The hypothesis of an evolutionary space can be a possible way to solve the abovementioned problems.  A particular task of this study was determining the evolutionary space of a global diversity of nucleotides and evolutionary processes of a single gene, specifically 16S-rRNA gene. The evolutionary space of 16S-rRNA gene can be described as a metric space including multiple points that represent nucleotide sequences of this gene in various microbes, and distances between each pair of points reflecting evolutionary distances between the corresponding nucleotide sequences. Such problems are conventionally related to multidimensional scaling and practically implemented in the matrix of pairwise genetic distances constructed within a metric space where geometric distances between the points correspond to their evolutionary distances. This allows calculating geometric coordinates of the point for any nucleotide sequence of 16S-rRNA gene reflecting its location within the space. Such a simple definition though involves a wide range of problems on molecular evolution, taxonomy, mathematics, geometry; besides, the computational complexity of this task is very high. But if complete successful, the evolutionary space can be a fundamentally new environment for molecular taxonomic analysis of complex microbial communities showing a number of new integral characteristics, such as density, size, geometry, center point (of a total community or individual taxa ), etc. In addition, representatives of any, even unknown taxa, can be defined in a fixed position, which greatly simplifies the analysis on unattributed elements of microbial communities and allows a universal “taxonomic map” locating every sequence in its fixed position.

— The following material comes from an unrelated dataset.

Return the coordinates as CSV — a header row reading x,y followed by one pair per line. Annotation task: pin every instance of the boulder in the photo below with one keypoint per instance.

Interestingly, that the mentioned issue is apparently closely associated with another problem of fundamental taxonomy – a so-called natural classification of organisms in which each object is attributed to the position corresponding to its relationship with other organisms. First announced by K. Linnaeus in his “The Philosophy of Botany” in 1751, it hasn’t been solved so far (8). Ch. Darwin paid much attention to this issue as well (9). In Russia, the major role in it belongs to N.I. Vavilov (10) – his works significantly complemented the concept of biological species; Vavilov’s law of homologous series is the fixed fact of parallelism in genetic variability of organisms and, undoubtedly, one of first attempts to create a unified system describing actual biodiversity and pointing the missing taxa.

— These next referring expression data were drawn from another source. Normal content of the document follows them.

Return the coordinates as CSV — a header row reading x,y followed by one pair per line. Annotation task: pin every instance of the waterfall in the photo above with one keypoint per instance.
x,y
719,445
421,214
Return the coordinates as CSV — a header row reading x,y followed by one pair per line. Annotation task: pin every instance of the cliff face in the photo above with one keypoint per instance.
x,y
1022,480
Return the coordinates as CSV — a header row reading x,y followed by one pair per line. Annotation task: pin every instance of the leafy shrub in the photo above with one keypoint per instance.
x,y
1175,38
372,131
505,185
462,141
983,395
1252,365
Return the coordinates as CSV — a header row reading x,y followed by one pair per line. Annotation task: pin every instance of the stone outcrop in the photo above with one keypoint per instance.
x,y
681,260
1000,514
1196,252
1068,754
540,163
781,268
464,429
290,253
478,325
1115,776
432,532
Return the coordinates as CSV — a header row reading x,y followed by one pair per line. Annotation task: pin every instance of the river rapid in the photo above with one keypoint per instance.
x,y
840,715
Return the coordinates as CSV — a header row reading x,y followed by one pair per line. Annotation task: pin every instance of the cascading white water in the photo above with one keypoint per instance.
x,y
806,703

Discussion on the history of this issue goes far beyond this study that wasn’t focused at construction of such system. The authors’ task was to describe the diversity of nucleotide sequences of a single bacterial gene 16S-rRNA based on the idea of evolutionary space.
Technique. The analysis was performed using the data of release SSURef_104_SILVA_NR_99 available on SILVA server (http://www.arb-silva.de/no_cache/download/ar-chive/release_102/Exports/). The release included aligned nucleotide sequences of 16S-rRNA gene of high quality, the length of at least 1000 n; all sequences with similarity more than 99% were removed from this release, which, obviously, didn’t affect geometric relations. After exclusion of Archaea, in the database remained 210,651 nucleotide sequences corresponding to bacterial 16S-rRNA genes. Instruments and software used in analysis: <RDBMS MSSQL Server 2008 R>, MatLab R2009b, Revolution R 4.3, a customized program for c, c #, c + +.

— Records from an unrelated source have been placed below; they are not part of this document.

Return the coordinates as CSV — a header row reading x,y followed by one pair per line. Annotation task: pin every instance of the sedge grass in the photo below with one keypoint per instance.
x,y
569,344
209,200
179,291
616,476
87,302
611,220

Constructing the matrix of distances and searching simplexes. The pairwise distances between the sequences were calculated using p-distance (pairwise deletion), which is a proportion of different nucleotide positions calculated through pairwise deletion of the positions containing gaps and degenerate nucleotides. Based on these calculations it was formed the matrix of pairwise distances for the total database with entries – identifiers of sequences. In addition, it was also determined distribution of phyla in the database and distribution of pairwise distances within the matrix.
Searching for simplexes was performed in a specified range of distances [0,251-0,269] providing impossibility of erroneous  inclusion of radius into the simplex: in an unbounded simplex the ratio of an edge to radius equal to Ö2  (the proof is not given), and in the case of a 14-dimensional space, it is ~ 1,463 (0,269/1,463 ~ 0,183 << 0,251). As scanning of all available variants wouldn’t take any reasonable time even in the abridged database, so simplex search was carried out using a so-called “greedy strategy” based on identification of candidate sequences linked to the maximum number of pairwise distances that lie within a given range, and then stepwise adding them to the lists. In order to expand the area of search, a stochastic function was introduced in the algorithm (random selection from the list of candidates), which was found to operate very effective. The result of calculations was a series of identified simplexes of various sizes; the maximum ones were selected for further analysis.
Mapping sequences. Mapping sequences in the evolutionary space was conducted using simplex 6 (see “Results”). Positioning of points was performed as follows: points of the simplex ({s1, s2, ..., s14}) were placed on the coordinate axes in the order of the position number (point number corresponds to the number of axis); there were adopted equal distances between the sequences - the simplex vertices (although they actually weren’t equal) normalized to a unit. Thus, all distances in the system were also scaled proportionally to the simplex scaling, i.e. they were divided by the arithmetic mean of distances between the simplex vertices, which is 0,261.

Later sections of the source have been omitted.